Databricks Community

Kjetil · ‎06-24-2024

I have multiple large CSV files. One or more of these files changes now and then (a few times a day). The changes in the CSV files are both of type update and append (so both new rows) and updates of old. I want to combine all CSV files into a dataframe then write to parquet. So far I have the code below. I want to ensure that no rows are duplicated if there is an update. Say I have three files, a.csv, b.csv and c.csv. Now c.csv updates. I want to create a dataframe that puts these three csv files into one dataframe (they all have the same schema). I got the code below that does this, however, I am not sure what happens if c.csv updates. Will everything in c.csv overwrite the old information in c.csv? That is what I want.

-werners- · ‎06-24-2024

autoloader expects new files, not updates/overwrites of old files.

So basically autoloader will look for new filenames in the directory and process all new files.
And those files are (depending on settings/size) processed file by file or all at the same time.

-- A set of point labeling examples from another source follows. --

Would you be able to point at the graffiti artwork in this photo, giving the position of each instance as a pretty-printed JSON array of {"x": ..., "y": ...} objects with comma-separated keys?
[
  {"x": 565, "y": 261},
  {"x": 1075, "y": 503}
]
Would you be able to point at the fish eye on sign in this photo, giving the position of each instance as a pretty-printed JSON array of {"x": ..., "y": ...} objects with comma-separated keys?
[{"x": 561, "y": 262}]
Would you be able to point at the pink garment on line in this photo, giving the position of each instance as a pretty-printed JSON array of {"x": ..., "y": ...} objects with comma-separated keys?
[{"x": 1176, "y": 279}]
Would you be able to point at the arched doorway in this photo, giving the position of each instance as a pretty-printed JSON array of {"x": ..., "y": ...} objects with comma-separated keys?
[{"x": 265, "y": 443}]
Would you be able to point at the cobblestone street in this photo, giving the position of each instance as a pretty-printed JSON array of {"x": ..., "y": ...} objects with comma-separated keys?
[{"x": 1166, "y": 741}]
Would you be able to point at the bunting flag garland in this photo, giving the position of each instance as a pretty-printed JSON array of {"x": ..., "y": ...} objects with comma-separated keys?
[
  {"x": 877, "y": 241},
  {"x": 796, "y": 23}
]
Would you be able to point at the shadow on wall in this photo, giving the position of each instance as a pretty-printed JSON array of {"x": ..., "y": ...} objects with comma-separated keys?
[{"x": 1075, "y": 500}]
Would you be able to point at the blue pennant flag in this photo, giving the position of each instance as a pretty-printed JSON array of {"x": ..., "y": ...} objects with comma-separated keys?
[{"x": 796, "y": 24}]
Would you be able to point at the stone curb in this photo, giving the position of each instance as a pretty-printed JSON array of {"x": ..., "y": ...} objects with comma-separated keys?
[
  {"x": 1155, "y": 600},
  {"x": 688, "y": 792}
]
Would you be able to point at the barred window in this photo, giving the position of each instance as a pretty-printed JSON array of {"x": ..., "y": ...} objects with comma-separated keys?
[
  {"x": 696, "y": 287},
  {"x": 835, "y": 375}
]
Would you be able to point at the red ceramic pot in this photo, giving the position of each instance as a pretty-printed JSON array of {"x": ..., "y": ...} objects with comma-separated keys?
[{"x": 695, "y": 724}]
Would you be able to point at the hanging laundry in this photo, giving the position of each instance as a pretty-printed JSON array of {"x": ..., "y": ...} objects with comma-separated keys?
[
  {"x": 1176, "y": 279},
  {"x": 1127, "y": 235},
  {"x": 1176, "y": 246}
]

If you want to make sure you have no dups, you will have to create a function that is processed with each batch and called by forEachBatch.
https://docs.databricks.com/en/structured-streaming/foreach.html

View solution in original post

Kjetil · ‎06-24-2024

Here is the code (forgot to add)

(spark.readStream.format("cloudFiles")

.option("cloudFiles.format", "csv")

.option("header", "false") # Assuming the CSV files have headers

.schema(schema) # Specify the schema here

.option("cloudFiles.schemaLocation", checkpoint_dir)

.load(source_files)

.writeStream

.format("parquet")

.option("checkpointLocation", checkpoint_dir)

.trigger(availableNow=True)

.start(output_path)

)

-werners- · ‎06-24-2024

autoloader expects new files, not updates/overwrites of old files.

So basically autoloader will look for new filenames in the directory and process all new files.
And those files are (depending on settings/size) processed file by file or all at the same time.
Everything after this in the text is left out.